So hätte ich ja eigentlich x = II rausbekommen müssen.
Bin erst in der 2ten Woche Info und arbeite mit eclipse fals das irgendwie von belang ist.

Vielen Dank und Gruß


----------



## Evil-Devil (9. Nov 2011)

Naja, was an deinem IF nicht stimmt ist offensichtlich.

Bei einem Vergleich benötigst du den Vergleich Operator == und nicht den Zuweisung Operator =.

Deine falsche Zeile würde korrekt wie folgt lauten: if (x == 2)

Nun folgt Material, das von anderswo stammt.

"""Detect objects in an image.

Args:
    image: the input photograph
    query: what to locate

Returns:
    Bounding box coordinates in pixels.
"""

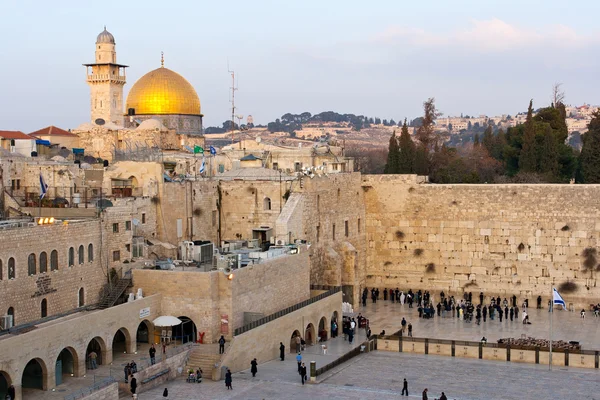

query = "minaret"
[83,27,127,126]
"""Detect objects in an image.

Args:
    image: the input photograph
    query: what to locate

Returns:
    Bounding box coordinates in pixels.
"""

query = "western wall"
[362,175,600,308]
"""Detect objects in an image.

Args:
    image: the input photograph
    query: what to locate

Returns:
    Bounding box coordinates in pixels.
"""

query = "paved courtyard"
[140,351,600,400]
[354,300,600,350]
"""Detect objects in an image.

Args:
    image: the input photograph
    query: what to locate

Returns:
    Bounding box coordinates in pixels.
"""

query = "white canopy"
[152,315,183,326]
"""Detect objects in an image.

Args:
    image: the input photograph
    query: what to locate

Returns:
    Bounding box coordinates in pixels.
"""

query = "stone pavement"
[140,351,600,400]
[354,299,600,350]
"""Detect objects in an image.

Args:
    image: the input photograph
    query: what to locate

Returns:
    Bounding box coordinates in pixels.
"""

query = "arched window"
[69,247,75,267]
[6,307,16,326]
[8,257,16,279]
[40,251,48,274]
[263,197,271,210]
[27,253,37,276]
[42,299,48,318]
[77,288,85,307]
[50,250,58,271]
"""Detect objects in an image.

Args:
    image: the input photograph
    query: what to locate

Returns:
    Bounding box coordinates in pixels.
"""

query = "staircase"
[185,344,221,379]
[98,278,131,309]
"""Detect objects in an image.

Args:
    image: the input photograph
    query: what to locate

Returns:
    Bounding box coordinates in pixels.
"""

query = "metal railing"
[65,376,117,400]
[233,286,342,336]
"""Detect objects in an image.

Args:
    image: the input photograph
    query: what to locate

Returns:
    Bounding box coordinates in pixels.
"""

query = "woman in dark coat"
[250,358,258,378]
[225,368,233,390]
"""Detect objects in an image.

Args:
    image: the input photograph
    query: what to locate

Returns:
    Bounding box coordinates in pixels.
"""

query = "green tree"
[383,131,400,174]
[481,125,494,154]
[398,118,416,174]
[519,100,537,172]
[538,125,558,176]
[578,111,600,183]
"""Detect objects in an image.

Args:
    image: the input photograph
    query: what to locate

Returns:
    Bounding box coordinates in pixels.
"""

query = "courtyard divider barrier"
[233,286,342,336]
[375,335,600,369]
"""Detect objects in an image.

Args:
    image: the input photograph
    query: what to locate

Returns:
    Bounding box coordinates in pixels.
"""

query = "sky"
[0,0,600,133]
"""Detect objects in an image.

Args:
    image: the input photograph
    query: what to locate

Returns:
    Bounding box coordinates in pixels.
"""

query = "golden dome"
[126,67,202,115]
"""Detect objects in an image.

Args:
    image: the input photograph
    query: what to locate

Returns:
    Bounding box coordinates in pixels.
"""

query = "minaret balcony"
[87,74,126,84]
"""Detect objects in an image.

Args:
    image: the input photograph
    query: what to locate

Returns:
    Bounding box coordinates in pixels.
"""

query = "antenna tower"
[227,63,238,143]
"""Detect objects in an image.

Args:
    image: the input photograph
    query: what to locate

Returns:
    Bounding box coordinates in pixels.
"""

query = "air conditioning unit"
[0,315,12,331]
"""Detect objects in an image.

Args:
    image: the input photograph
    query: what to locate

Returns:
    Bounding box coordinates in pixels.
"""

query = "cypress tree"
[383,131,400,174]
[578,111,600,183]
[538,124,558,180]
[398,118,416,174]
[519,100,537,172]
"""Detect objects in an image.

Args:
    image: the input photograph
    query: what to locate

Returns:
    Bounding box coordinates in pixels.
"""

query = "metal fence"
[233,286,342,336]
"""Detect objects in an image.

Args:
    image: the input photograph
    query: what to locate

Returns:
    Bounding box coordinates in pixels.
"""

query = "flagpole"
[548,285,554,371]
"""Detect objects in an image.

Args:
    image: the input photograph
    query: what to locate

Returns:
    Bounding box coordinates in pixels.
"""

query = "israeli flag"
[40,172,48,200]
[552,288,567,310]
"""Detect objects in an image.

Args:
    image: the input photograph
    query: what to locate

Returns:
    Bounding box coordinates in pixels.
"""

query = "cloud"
[370,18,597,53]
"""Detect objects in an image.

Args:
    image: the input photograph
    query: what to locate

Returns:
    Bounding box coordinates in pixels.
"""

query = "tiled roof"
[0,131,34,140]
[30,125,77,137]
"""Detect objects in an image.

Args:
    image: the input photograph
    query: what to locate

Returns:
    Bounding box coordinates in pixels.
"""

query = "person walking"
[219,335,225,354]
[225,368,233,390]
[129,374,137,397]
[250,358,258,378]
[6,385,16,400]
[148,345,156,365]
[299,363,306,385]
[88,351,98,369]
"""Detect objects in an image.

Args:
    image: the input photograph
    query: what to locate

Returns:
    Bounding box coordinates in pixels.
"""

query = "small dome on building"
[96,26,115,44]
[135,118,167,132]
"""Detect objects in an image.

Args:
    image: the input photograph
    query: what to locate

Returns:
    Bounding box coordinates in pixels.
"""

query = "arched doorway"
[290,330,302,353]
[21,358,48,392]
[173,316,198,343]
[330,311,340,338]
[135,320,154,343]
[304,323,316,346]
[55,347,79,386]
[0,371,12,399]
[85,336,106,369]
[319,317,328,342]
[113,328,131,360]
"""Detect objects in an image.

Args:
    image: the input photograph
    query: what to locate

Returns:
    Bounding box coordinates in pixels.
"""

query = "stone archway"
[55,347,79,386]
[21,358,48,399]
[318,317,329,342]
[112,328,131,360]
[0,371,13,399]
[85,336,109,369]
[290,329,302,353]
[304,322,317,346]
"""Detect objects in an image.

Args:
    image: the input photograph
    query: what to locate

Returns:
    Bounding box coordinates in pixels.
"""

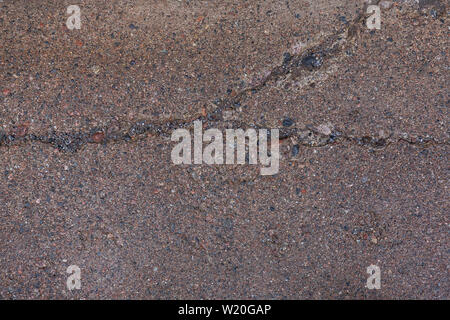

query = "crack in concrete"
[0,0,449,152]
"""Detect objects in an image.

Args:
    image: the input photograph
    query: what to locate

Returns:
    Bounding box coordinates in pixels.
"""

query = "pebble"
[283,118,294,127]
[92,132,105,143]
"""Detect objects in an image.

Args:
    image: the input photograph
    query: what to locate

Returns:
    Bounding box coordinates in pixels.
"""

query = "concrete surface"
[0,0,450,299]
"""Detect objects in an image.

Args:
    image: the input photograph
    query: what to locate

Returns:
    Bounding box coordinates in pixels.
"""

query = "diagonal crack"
[0,0,449,152]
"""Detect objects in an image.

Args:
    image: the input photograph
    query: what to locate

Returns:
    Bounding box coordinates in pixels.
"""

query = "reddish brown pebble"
[13,123,30,137]
[92,132,105,143]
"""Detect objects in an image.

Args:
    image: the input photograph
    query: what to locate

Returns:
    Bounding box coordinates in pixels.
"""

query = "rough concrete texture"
[0,0,450,299]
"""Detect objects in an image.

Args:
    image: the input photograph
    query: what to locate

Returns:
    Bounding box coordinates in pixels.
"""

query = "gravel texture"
[0,0,450,299]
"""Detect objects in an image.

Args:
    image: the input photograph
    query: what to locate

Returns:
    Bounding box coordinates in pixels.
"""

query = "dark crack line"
[0,1,449,153]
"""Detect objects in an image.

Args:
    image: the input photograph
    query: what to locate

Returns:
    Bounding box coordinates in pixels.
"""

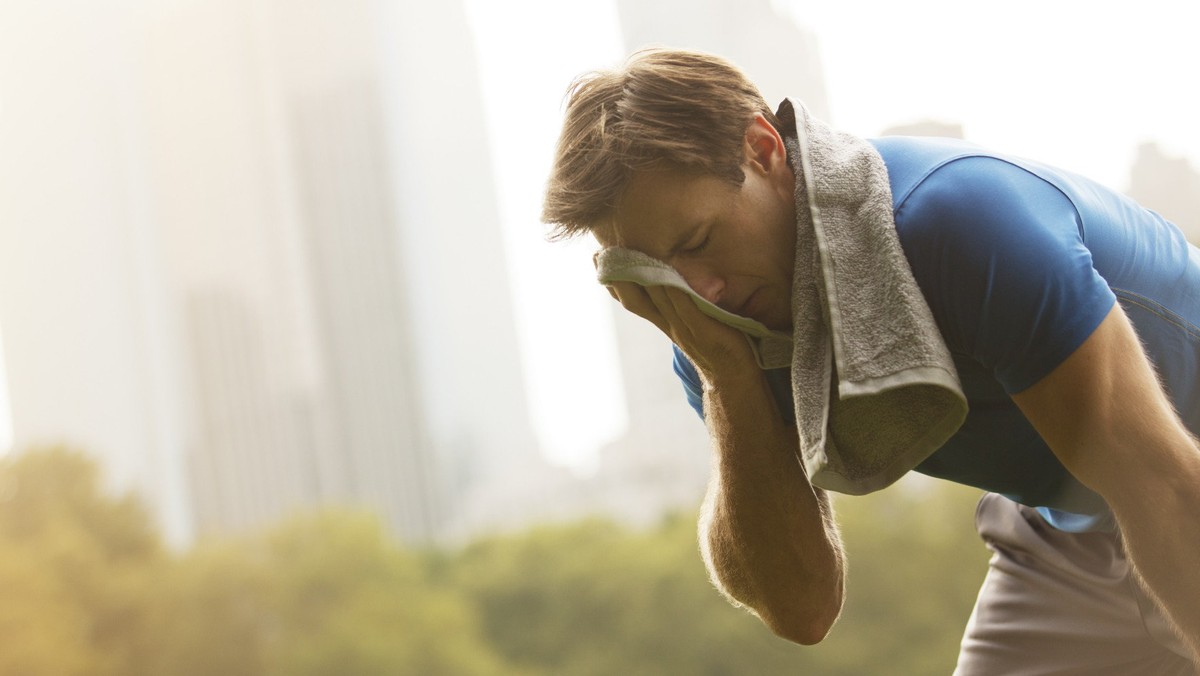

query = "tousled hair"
[541,49,780,239]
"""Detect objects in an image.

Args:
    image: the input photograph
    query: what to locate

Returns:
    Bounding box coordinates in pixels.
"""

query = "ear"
[745,113,787,174]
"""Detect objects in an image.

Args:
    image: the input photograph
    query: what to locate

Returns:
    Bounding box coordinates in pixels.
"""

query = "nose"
[676,265,725,305]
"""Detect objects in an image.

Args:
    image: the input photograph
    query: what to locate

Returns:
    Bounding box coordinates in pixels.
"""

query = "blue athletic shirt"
[674,137,1200,531]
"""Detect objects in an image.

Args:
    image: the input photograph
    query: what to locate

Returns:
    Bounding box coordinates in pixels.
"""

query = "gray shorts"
[954,493,1200,676]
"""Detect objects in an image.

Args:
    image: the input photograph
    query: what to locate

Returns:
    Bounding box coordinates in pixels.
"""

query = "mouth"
[733,289,760,321]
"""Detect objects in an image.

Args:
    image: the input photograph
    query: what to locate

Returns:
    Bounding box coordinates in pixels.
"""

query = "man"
[544,50,1200,675]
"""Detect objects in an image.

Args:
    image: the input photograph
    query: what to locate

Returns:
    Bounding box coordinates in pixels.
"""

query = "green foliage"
[0,449,986,676]
[442,484,986,676]
[0,448,162,676]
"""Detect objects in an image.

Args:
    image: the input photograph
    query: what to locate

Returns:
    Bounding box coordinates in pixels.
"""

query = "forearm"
[701,365,844,644]
[1105,432,1200,664]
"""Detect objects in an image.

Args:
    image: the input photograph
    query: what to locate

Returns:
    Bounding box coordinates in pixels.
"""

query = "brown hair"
[541,49,779,239]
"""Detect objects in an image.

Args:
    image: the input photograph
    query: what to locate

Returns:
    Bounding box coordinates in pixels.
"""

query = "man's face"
[595,161,796,331]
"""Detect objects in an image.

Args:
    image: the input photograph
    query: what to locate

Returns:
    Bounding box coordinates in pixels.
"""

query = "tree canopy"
[0,448,986,676]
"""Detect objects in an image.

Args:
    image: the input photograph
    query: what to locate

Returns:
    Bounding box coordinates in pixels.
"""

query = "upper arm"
[896,157,1116,394]
[1013,305,1195,502]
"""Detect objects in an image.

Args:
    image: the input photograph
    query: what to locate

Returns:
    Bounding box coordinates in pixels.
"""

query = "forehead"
[594,168,736,258]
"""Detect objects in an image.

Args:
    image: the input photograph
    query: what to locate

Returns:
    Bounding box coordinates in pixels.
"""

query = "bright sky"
[0,0,1200,467]
[467,0,1200,467]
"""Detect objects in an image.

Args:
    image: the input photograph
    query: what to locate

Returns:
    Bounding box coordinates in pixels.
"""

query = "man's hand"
[608,282,758,387]
[608,282,845,644]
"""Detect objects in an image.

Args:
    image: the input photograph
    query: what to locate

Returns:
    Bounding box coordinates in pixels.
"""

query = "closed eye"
[683,235,713,253]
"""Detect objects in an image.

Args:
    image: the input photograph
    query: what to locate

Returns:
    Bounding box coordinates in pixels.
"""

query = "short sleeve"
[896,156,1115,394]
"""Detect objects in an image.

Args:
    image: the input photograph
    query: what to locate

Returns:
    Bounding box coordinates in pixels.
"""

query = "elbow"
[758,585,842,646]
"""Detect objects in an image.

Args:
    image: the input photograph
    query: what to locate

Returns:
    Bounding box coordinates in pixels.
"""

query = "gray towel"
[596,100,967,495]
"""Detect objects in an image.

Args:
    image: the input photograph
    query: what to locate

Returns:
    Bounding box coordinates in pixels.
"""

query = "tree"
[0,448,163,676]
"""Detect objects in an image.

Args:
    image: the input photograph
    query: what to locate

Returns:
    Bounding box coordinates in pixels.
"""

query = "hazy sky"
[0,0,1200,466]
[467,0,1200,466]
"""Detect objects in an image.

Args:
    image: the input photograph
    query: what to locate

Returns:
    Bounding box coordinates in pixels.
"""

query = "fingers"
[607,282,672,337]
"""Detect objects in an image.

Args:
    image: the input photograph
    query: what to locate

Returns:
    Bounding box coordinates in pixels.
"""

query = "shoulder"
[881,142,1112,393]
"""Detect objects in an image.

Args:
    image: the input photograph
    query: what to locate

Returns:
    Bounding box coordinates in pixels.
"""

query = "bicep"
[1013,305,1188,502]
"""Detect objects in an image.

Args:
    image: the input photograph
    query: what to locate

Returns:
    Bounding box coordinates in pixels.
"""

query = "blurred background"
[0,0,1200,675]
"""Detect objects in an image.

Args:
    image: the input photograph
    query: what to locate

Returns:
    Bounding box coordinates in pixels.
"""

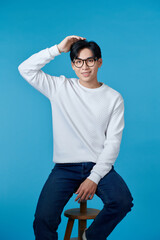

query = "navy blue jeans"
[33,162,133,240]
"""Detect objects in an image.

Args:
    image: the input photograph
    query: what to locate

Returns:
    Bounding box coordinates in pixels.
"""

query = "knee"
[118,195,134,212]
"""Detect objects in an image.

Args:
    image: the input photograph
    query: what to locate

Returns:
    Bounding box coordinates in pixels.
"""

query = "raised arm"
[18,35,84,99]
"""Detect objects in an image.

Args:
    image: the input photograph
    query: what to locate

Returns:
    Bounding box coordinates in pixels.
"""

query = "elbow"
[18,64,23,74]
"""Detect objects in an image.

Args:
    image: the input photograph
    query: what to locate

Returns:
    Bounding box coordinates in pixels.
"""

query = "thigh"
[96,167,133,204]
[35,164,80,219]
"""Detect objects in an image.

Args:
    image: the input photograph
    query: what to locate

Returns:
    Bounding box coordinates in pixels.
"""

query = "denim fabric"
[33,162,133,240]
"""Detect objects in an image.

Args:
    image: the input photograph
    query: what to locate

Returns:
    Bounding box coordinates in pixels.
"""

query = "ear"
[98,58,102,67]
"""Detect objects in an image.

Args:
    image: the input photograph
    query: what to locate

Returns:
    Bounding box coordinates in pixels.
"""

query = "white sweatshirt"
[18,45,124,184]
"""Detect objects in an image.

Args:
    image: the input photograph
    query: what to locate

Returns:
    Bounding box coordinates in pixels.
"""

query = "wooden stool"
[64,201,100,240]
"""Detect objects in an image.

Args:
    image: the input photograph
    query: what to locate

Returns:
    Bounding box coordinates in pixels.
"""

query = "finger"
[89,193,94,200]
[75,192,83,201]
[80,192,86,201]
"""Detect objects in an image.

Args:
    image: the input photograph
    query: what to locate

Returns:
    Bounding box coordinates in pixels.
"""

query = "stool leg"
[78,220,87,240]
[64,219,74,240]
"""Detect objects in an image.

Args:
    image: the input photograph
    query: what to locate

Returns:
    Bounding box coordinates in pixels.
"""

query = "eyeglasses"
[73,57,98,68]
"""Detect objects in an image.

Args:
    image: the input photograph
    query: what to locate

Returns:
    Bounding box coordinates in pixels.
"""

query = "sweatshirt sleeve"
[18,45,65,99]
[88,96,124,184]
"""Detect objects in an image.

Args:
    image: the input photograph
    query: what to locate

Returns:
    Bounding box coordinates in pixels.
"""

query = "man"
[18,35,133,240]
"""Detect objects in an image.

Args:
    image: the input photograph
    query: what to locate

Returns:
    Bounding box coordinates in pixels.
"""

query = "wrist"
[57,44,62,53]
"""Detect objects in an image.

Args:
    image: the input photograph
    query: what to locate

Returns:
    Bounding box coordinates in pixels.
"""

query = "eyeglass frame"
[73,57,98,68]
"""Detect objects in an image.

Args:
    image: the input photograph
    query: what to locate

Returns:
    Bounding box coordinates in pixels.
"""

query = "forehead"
[78,48,93,59]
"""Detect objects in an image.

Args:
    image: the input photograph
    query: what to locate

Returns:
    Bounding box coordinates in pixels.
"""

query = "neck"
[79,79,102,88]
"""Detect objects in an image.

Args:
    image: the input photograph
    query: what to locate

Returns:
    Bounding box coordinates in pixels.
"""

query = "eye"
[75,60,82,64]
[88,58,94,63]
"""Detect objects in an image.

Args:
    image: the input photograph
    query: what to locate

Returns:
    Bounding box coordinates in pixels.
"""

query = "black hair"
[70,40,101,62]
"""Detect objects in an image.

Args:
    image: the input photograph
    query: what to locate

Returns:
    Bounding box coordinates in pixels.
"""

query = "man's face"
[71,48,102,83]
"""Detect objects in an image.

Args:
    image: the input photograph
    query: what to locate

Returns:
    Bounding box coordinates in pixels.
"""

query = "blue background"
[0,0,160,240]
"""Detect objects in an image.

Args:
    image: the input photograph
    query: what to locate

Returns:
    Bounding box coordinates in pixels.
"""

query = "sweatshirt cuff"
[87,172,101,185]
[48,44,61,58]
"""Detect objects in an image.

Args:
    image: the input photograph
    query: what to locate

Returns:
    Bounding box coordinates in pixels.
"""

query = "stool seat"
[64,208,100,220]
[64,201,100,240]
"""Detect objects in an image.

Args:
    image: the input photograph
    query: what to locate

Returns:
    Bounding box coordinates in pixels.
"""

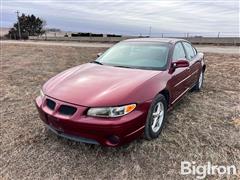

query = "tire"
[192,71,204,91]
[144,94,167,140]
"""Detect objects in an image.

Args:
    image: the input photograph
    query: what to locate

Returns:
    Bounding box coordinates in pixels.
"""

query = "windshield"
[97,42,169,69]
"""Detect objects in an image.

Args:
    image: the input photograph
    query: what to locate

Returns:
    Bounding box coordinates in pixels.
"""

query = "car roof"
[124,38,186,44]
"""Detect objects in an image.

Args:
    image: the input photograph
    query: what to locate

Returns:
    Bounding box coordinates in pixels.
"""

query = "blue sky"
[1,0,239,36]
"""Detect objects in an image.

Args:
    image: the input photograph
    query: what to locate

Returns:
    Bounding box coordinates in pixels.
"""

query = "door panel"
[183,42,201,88]
[169,68,190,103]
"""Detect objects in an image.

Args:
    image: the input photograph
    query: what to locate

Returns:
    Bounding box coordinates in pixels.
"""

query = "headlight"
[87,104,136,117]
[40,89,44,98]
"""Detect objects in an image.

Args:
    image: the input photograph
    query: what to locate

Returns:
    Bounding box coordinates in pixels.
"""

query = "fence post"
[217,32,220,46]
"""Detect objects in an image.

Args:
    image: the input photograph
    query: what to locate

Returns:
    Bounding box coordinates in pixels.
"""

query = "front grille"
[46,99,56,110]
[59,105,77,116]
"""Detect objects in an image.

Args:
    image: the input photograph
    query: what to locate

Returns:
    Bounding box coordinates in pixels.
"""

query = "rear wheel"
[144,94,167,140]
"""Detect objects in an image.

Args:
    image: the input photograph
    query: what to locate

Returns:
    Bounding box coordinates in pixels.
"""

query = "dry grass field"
[0,44,240,179]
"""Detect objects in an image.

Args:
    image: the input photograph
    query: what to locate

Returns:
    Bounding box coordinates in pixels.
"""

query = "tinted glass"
[172,43,186,61]
[183,42,195,59]
[97,42,169,69]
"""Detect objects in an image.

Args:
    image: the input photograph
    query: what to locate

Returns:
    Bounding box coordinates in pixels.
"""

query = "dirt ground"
[2,40,240,54]
[0,44,240,179]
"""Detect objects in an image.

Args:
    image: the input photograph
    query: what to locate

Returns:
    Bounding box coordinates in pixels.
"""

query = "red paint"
[36,39,205,146]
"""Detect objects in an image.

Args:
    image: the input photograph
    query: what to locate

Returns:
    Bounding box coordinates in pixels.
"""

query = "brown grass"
[0,45,240,179]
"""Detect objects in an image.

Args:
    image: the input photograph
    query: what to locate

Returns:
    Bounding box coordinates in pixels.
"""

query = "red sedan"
[36,38,206,147]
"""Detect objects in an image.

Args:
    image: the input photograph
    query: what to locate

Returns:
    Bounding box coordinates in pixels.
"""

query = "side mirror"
[172,59,189,69]
[97,52,102,57]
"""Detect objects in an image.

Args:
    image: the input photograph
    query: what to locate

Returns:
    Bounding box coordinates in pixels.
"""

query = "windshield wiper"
[114,66,132,69]
[91,61,103,65]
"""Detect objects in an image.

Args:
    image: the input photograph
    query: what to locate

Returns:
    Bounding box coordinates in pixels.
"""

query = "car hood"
[43,63,160,107]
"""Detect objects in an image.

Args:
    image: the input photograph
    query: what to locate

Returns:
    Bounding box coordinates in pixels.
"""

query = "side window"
[183,42,196,60]
[172,43,186,61]
[192,46,197,56]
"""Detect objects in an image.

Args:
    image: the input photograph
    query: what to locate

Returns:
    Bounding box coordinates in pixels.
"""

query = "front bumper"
[35,96,151,147]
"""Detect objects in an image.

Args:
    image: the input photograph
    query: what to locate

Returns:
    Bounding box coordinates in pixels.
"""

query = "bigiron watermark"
[181,161,237,179]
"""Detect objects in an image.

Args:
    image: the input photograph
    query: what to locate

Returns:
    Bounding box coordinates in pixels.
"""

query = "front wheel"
[144,94,167,140]
[193,71,204,91]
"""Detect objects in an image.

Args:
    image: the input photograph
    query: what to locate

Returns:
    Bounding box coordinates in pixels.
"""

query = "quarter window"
[183,42,195,60]
[172,43,186,61]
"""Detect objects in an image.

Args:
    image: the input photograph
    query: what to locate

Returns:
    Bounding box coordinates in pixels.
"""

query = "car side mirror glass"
[97,52,102,57]
[172,59,189,69]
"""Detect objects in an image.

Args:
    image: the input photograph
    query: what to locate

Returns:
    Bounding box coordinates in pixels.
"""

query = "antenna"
[15,11,21,39]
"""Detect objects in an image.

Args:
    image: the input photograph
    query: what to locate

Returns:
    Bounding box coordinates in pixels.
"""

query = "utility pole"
[149,26,152,37]
[15,11,22,40]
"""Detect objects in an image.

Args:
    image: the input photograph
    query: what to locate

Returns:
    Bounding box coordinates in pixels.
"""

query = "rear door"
[169,42,189,103]
[183,42,201,88]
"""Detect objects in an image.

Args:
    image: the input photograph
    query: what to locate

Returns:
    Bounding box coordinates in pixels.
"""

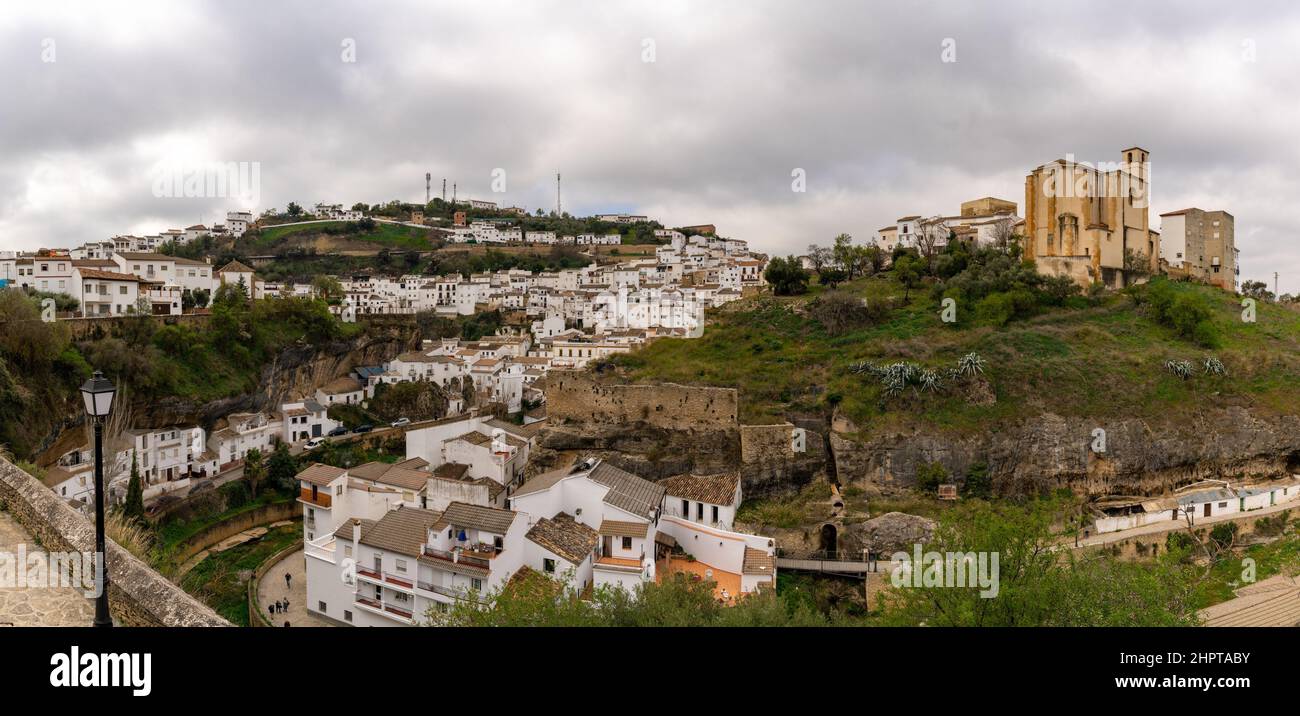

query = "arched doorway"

Zur Umwandlung der Arabischen Zahlen nach Römisch würde ich wohl versuchen die größte Zahl zu ermitteln die mit einer römischen Zahl direkt dargestellt werden kann und dann mit dem verbliebenen Rest das selbe Spielchen wiederholen bis die Zahl komplett umgewandelt dasteht.

ↂ > ↁ > M > D >  C > L > X > V > I


----------



## timbeau (9. Nov 2011)

Und dabei nicht die IX, IV, oder sowas ekliges wie XLIX (49) vergessen...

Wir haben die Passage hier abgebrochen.